Appendix B. Identification of the shear coordinate
The shear coordinate that satisfies (3.15) and (3.16) is identified by the method proposed in Watanabe et al. (Reference Watanabe, Tanaka and Nagata2020), and this method is briefly described here. The shear coordinate is described by three orthogonal unit vectors 
${\boldsymbol {n}}_1$, 
${\boldsymbol {n}}_2$ and 
${\boldsymbol {n}}_3$, which are chosen from 
$(N_n+1)$ candidates of the 
$x$ component of 
${\boldsymbol {n}}_2$, 
$({\boldsymbol {n}}_2)_{x}$. We assume 
$({\boldsymbol {n}}_2)_{x}=2(n/N_n-0.5)$ with an integer 
$n=0,\ldots,N_n$. The present study uses 
$N_n=4000$ because the results presented in this paper do not change with such large 
$N_n$. In the present analysis, 
${\boldsymbol {n}}_2$ and 
${\boldsymbol {n}}_3$ that define the shear coordinate are determined from a large number of orthogonal coordinates obtained with 
$n=0,\ldots,N_n$. Vector 
${\boldsymbol {n}}_1$ is already determined as the direction of the vorticity vector of the shear tensor, 
${\boldsymbol {n}}_1={\boldsymbol {\omega }}_{S}/|{\boldsymbol {\omega }}_{S}|$. For each 
$n$ that yields 
$({\boldsymbol {n}}_2)_{x}=2(n/N_n-0.5)$, the remaining components of the unit vectors 
$({\boldsymbol {n}}_2)_{y}$, 
$({\boldsymbol {n}}_2)_{z}$ and 
${\boldsymbol {n}}_3$ are calculated from three conditions: orthogonality of 
$({\boldsymbol {n}}_1$, 
${\boldsymbol {n}}_2$, 
${\boldsymbol {n}}_3)$, unit vectors 
$|{\boldsymbol {n}}_i|=1$ and right-hand system. Some values of 
$n$ do not yield the orthogonal coordinate under the above condition. These values of 
$n$ are discarded from the following analysis. The shear coordinate is obtained by 
${\boldsymbol {\zeta }}={\boldsymbol{\mathsf{Q}}}_{\zeta }{\boldsymbol {x}}$ with the transformation tensor 
${\boldsymbol{\mathsf{Q}}}_{\zeta }$ defined with 
${\boldsymbol {n}}_i$. The shear tensor in the coordinate system 
${\boldsymbol {\zeta }}$ is calculated as 
${\boldsymbol{\mathsf{Q}}}_{\zeta }(\boldsymbol {\nabla } {\boldsymbol {u}}_{S}){\boldsymbol{\mathsf{Q}}}_{\zeta }^{T}$. The conditions of (3.15) and (3.16) are satisfied the best among 
$n=0,\ldots,N_n$ for 
$n$ that yields the maximum value of 
$(\boldsymbol {\nabla } {\boldsymbol {u}}_{S})_{32}$ after the coordinate transformation. This value of 
$n$ yields 
${\boldsymbol {n}}_2$ and 
${\boldsymbol {n}}_3$ used to define the shear coordinate.
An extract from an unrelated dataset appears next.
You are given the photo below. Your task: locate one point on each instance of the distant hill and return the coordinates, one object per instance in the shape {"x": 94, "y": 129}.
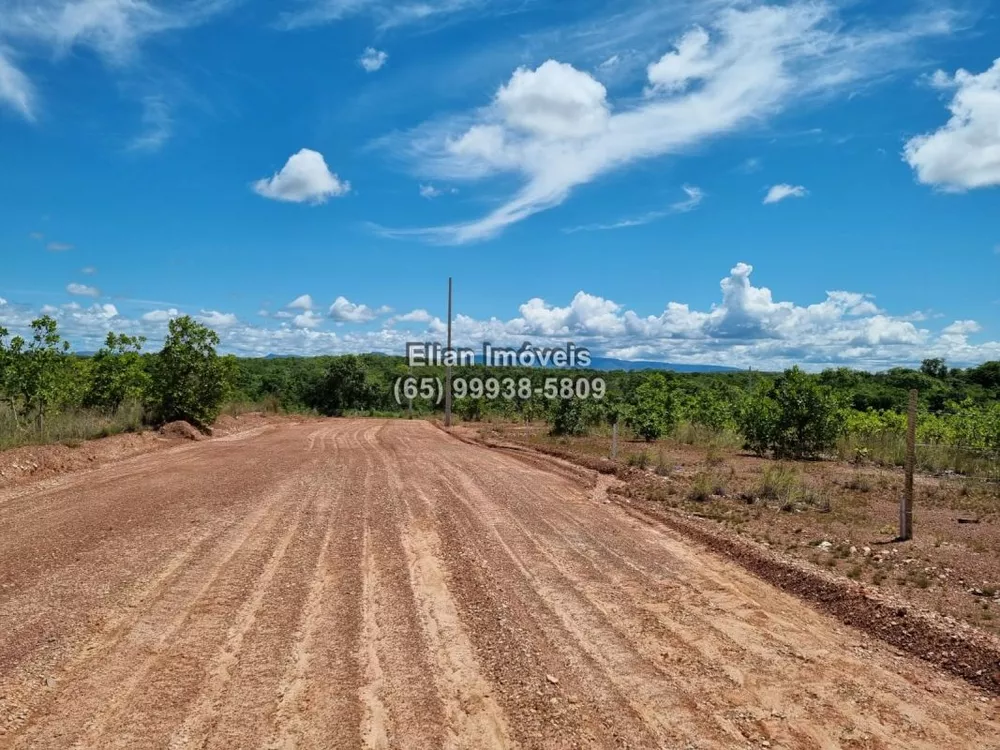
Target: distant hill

The shear coordinate is not unique because the coordinate defined with 
$({\boldsymbol {n}}_{1},{\boldsymbol {n}}_{2}, {\boldsymbol {n}}_{3})$ has the same physical meaning as the one defined with the unit vectors obtained by inverting the directions of two components of 
$({\boldsymbol {n}}_{1},{\boldsymbol {n}}_{2}, {\boldsymbol {n}}_{3})$. In this study, we only consider the shear coordinate with 
$({\boldsymbol {n}}_{2})_{y}>0$ by excluding values of 
$n$ that yield negative 
$({\boldsymbol {n}}_{2})_{y}$. This constraint avoids the ambiguity of the shear coordinate. The shear layers found for 
$y>0$ are analysed in this study, and 
$({\boldsymbol {n}}_{2})_{y}>0$ means that 
$({\boldsymbol {n}}_{2})_{y}$ is oriented in the outward direction of the jet. A similar method was used to define the reference frame of eigenvectors of the rate-of-strain tensor in a turbulent jet because the reference frame defined with the eigenvectors is also not unique for the same reason (Elsinga & da Silva Reference Elsinga and da Silva2019). They used the vorticity direction and the direction perpendicular to the TNTI to define the reference frame without ambiguity.